Even without FLNB, the structural mechanics of PIEZO1 and PIEZO2 are intrinsically different (Figs. 1b and 3e). The blades of PIEZO2 have far higher apparent rigidity compared with those of PIEZO1 because they explore a smaller distribution of conformational states and are bent significantly less by the curvature mismatch of the planar plasma membrane and bowl-shaped structure of the channel (Fig. 1b,c). Notably, PIEZO2 blades in cells are even more compacted than in the membrane-free cryo-EM structure (Fig. 3l), despite ostensibly experiencing the same bending forces that expand PIEZO1 blades by around 7 nm on average16. Future studies could use targeted mutagenesis of predicted high-affinity interfaces to pinpoint the regions that confer this rigidity and reveal their impact on gating mechanics.
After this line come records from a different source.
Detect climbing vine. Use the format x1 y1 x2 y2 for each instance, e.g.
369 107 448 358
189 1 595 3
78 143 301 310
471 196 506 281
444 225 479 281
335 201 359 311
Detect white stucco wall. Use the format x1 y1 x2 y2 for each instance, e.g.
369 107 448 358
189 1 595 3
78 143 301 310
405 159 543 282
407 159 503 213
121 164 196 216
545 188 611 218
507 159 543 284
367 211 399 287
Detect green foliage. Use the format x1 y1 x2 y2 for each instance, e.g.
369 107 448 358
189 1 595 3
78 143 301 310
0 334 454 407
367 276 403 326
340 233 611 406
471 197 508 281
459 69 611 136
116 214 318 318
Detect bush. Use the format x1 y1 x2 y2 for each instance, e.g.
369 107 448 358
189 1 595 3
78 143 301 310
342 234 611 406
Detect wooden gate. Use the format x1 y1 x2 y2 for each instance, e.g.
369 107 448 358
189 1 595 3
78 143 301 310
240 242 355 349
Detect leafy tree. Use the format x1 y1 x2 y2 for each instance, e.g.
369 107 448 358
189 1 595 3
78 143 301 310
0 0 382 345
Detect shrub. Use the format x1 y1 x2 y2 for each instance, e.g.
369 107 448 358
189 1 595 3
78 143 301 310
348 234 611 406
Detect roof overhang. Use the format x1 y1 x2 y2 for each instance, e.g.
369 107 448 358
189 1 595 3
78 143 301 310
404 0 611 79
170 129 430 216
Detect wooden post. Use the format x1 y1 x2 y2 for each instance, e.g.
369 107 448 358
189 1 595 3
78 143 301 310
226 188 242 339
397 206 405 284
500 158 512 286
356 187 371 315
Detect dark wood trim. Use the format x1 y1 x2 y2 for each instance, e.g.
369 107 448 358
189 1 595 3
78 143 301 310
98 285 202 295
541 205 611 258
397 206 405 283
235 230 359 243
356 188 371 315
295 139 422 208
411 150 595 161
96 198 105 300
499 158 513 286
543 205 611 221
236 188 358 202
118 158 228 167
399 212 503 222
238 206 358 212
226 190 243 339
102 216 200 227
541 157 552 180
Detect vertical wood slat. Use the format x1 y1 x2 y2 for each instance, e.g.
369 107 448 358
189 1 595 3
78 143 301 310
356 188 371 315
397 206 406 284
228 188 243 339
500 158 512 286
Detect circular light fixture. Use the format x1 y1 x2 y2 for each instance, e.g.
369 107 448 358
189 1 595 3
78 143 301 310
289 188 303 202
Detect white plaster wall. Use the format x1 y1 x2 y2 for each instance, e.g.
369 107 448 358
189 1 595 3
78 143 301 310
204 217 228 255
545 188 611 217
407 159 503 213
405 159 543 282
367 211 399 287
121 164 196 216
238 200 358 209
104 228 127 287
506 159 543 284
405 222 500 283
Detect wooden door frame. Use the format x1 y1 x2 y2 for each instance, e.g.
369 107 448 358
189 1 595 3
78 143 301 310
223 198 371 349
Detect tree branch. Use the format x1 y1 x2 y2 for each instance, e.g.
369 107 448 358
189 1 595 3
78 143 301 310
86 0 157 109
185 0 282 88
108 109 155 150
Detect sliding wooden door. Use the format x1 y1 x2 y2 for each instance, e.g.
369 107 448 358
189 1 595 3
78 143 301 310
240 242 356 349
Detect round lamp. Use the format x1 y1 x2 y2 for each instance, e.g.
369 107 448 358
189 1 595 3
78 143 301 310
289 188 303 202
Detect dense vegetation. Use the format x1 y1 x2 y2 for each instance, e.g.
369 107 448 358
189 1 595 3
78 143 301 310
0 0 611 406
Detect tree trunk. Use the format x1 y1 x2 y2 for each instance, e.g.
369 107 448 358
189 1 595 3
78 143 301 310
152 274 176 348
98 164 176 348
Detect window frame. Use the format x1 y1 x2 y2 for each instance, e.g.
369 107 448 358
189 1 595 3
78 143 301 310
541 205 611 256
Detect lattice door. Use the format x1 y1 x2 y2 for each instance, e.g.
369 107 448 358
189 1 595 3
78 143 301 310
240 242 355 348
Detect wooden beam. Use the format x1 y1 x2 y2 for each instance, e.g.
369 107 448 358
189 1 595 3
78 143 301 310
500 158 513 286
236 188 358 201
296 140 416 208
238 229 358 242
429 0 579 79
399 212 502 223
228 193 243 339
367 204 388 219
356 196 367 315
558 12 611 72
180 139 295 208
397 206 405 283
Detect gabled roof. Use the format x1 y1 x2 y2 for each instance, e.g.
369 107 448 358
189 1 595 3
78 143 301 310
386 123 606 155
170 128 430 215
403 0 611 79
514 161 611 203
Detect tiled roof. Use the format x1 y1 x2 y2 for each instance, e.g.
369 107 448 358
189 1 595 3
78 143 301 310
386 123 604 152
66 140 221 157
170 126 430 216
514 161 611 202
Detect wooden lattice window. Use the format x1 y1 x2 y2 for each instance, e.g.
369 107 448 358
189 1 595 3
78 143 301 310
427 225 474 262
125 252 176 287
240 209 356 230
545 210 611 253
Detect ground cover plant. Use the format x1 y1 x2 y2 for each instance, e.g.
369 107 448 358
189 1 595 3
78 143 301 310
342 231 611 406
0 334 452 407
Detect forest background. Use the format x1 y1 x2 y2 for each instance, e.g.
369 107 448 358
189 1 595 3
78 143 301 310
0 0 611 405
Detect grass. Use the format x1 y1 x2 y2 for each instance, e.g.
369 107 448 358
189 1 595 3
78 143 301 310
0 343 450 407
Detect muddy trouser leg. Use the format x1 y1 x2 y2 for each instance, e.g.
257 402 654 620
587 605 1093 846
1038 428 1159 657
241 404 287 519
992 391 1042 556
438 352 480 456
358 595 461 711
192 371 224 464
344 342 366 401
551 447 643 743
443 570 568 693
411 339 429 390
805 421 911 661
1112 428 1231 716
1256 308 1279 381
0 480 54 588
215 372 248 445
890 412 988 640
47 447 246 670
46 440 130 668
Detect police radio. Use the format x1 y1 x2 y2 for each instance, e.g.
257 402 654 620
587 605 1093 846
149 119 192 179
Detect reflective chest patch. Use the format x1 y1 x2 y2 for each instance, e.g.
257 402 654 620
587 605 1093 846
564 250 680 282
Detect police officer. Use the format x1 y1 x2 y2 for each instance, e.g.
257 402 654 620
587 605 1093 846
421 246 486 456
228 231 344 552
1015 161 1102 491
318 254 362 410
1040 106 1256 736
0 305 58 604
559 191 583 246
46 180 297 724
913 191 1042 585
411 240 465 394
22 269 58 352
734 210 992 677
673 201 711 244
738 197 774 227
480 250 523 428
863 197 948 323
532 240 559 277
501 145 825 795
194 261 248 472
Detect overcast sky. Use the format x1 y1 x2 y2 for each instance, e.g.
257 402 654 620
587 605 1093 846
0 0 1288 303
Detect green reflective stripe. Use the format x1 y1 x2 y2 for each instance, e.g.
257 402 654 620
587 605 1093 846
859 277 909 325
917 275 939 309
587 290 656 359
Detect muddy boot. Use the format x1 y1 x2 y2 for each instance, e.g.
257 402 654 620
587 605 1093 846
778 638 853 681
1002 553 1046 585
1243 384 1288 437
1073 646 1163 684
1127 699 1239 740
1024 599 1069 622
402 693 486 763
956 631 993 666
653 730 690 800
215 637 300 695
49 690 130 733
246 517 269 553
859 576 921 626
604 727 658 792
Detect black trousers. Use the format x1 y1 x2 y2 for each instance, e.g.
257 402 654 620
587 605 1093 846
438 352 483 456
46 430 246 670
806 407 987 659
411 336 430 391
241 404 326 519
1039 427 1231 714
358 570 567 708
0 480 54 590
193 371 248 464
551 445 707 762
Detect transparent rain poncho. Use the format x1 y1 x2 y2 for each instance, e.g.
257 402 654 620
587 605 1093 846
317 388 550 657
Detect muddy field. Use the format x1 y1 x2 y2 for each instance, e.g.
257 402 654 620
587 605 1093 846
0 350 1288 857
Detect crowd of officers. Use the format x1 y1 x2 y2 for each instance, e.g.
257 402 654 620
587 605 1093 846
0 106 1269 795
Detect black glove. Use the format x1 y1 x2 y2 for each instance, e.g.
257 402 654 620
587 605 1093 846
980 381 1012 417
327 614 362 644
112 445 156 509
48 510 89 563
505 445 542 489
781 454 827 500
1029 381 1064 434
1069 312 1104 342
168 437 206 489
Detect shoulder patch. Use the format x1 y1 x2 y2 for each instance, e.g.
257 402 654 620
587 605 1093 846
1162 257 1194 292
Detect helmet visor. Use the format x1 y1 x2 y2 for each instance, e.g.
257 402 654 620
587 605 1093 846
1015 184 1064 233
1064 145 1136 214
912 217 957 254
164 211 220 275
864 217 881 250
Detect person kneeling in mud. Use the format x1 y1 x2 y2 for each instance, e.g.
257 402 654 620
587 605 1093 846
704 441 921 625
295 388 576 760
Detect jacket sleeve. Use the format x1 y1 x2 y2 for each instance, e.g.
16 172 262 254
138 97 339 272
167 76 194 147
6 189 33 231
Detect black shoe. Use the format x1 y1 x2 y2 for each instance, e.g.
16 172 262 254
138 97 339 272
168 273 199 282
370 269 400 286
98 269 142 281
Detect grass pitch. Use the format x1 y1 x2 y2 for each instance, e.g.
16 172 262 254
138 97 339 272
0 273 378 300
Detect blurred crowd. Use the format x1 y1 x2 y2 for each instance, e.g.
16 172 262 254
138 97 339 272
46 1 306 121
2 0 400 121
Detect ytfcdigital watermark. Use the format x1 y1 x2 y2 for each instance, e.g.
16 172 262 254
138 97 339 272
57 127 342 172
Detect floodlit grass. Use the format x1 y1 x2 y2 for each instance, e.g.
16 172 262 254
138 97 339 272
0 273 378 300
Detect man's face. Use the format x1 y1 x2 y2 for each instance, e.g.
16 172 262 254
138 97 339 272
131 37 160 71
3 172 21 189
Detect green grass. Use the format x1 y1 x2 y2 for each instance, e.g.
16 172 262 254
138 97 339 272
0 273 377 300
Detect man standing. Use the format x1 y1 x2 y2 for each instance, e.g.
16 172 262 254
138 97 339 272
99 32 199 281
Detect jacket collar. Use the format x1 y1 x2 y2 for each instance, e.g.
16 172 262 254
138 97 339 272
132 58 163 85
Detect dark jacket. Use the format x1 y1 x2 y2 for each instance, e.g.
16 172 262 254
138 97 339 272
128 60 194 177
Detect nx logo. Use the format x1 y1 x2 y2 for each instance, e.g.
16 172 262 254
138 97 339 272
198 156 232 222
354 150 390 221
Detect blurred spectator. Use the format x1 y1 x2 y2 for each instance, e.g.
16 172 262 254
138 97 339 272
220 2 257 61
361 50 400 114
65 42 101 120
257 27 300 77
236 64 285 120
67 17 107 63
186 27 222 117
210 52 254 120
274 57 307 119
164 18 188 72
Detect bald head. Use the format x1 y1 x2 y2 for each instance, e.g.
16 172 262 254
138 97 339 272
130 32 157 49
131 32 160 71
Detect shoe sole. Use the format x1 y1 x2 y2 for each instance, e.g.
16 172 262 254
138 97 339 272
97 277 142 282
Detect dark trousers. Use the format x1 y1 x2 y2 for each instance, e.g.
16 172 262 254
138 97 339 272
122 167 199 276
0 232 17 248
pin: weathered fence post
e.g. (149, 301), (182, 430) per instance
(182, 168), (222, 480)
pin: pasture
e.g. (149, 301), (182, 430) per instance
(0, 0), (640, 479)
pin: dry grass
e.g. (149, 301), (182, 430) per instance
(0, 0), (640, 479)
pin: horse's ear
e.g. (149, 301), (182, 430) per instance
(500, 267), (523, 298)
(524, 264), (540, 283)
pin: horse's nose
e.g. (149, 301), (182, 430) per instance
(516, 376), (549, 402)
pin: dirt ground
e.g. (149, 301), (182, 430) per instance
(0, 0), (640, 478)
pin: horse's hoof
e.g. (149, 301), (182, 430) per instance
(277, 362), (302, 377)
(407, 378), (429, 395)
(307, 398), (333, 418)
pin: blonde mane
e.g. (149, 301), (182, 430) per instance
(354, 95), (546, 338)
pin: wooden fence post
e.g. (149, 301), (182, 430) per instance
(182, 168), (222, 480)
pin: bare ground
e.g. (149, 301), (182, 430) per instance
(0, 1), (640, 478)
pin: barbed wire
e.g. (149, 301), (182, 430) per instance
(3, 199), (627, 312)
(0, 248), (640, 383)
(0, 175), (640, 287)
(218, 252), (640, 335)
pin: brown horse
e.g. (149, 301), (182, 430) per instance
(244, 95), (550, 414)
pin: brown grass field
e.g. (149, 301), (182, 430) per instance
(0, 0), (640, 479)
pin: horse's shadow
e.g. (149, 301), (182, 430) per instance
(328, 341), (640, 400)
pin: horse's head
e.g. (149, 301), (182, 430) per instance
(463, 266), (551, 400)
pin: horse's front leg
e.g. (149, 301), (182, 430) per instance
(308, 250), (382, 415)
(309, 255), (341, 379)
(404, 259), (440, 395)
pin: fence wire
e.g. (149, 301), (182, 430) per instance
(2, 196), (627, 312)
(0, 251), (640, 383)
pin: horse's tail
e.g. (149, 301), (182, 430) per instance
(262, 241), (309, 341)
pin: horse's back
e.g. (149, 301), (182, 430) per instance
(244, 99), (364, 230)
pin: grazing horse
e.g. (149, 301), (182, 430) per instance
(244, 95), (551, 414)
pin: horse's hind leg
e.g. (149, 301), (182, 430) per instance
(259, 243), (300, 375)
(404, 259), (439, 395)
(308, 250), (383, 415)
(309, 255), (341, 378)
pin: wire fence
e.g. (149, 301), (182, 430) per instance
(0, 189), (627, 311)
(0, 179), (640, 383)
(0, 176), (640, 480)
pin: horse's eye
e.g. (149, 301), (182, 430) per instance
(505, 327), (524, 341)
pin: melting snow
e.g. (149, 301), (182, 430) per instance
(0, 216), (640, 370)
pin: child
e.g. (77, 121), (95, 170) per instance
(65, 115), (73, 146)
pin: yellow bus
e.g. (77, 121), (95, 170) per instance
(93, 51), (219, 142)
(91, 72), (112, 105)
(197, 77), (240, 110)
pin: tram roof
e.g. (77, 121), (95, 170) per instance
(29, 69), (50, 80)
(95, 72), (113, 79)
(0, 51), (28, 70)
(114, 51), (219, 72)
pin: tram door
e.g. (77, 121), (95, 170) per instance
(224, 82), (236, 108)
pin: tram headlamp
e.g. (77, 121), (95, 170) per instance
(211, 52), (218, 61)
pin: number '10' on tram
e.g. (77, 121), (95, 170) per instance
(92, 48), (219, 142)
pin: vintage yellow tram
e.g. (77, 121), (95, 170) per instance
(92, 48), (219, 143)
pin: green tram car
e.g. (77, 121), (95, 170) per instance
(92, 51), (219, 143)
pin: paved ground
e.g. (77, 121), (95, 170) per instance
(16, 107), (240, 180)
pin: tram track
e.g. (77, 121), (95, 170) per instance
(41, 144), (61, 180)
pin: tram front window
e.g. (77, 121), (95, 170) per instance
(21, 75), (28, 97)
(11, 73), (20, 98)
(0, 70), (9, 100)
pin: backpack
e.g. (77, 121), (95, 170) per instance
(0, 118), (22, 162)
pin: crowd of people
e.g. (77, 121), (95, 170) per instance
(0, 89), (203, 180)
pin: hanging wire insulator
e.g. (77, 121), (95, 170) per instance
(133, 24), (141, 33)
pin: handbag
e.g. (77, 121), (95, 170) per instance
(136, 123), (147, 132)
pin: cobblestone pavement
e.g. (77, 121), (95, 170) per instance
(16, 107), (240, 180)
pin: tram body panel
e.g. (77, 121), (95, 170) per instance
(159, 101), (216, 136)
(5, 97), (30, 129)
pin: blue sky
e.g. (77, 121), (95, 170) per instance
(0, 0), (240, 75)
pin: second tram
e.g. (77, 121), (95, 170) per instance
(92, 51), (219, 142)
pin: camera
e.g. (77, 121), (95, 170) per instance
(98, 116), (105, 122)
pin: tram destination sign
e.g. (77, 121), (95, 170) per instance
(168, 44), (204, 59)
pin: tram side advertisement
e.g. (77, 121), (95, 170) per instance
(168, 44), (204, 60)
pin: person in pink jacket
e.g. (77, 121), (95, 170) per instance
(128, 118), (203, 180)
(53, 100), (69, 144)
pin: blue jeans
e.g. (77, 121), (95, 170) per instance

FLNB tethering biases the blades of PIEZO2 into a pre-expanded state, which correlates with a lower activation threshold by cellular indentation (Fig. 3). This indicates that tethering makes the channel more sensitive to indentation forces by reducing the distance the blades need to be deflected to open the ion-conducting pore. In cells or tissues that naturally do not express FLNB, we therefore predict PIEZO2 to act as a higher-threshold sensor of membrane tension, consistent with its higher pressure activation threshold in cell-attached recordings26. Differentially expressing PIEZO1 and PIEZO2 along with FLNB or other modulators might be a basic mechanism by which cells can calibrate mechanical sensitivity across a wide dynamic range.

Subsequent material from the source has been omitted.